Deirdre left Lin behind when she went. I should have been glad, because Lin would still be able to grow up pure spirit rather than ruining her life in the materialist world. That’s how most of the members saw it, but I didn’t. Although I didn’t have a normal parent–child relationship with Louise, I knew she was my mother and that meant something. I secretly thought Deirdre should have taken Lin with her, and that was the first serious crack in my religious belief.

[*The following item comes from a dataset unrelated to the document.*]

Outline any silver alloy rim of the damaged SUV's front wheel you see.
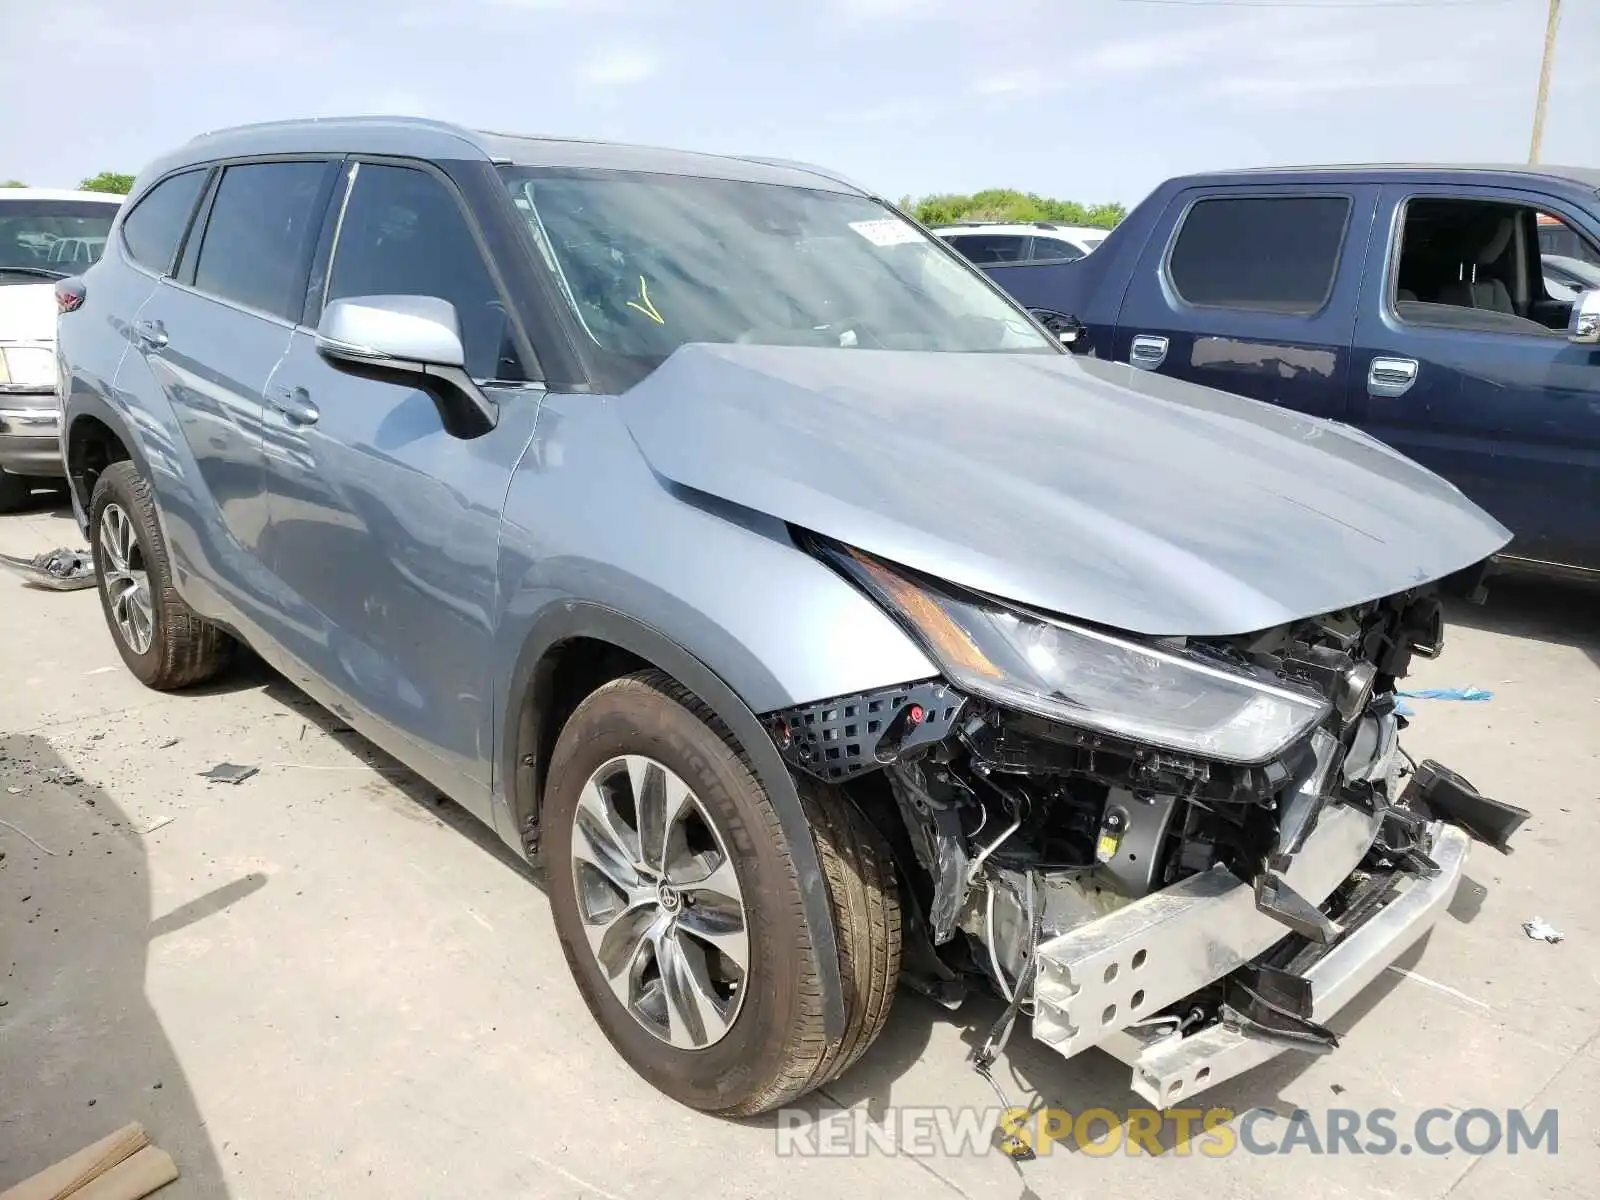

I found out why Deirdre was expelled by total accident. I was on Punishment for kicking or pushing another kid. I can’t remember the details. I was tied to a tree and I was to be left there all night. Two adults went past. Electric torches are forbidden at the Farm, so I don’t know who they were, but they were whispering about why Deirdre had been expelled. One was telling the other one that Deirdre had written in her journal that Jonathan Wace had raped her. (All church members over the age of nine are expected to keep journals as part of their religious practice. Higher-ups read them once a week.)

I knew what rape was, because we were taught that it was one of the terrible things that happened out in the materialist world. Inside the church, people have sex with anyone who wants it, as a way of enhancing spiritual connections. We were taught that rape was different, a violent form of materialist possession.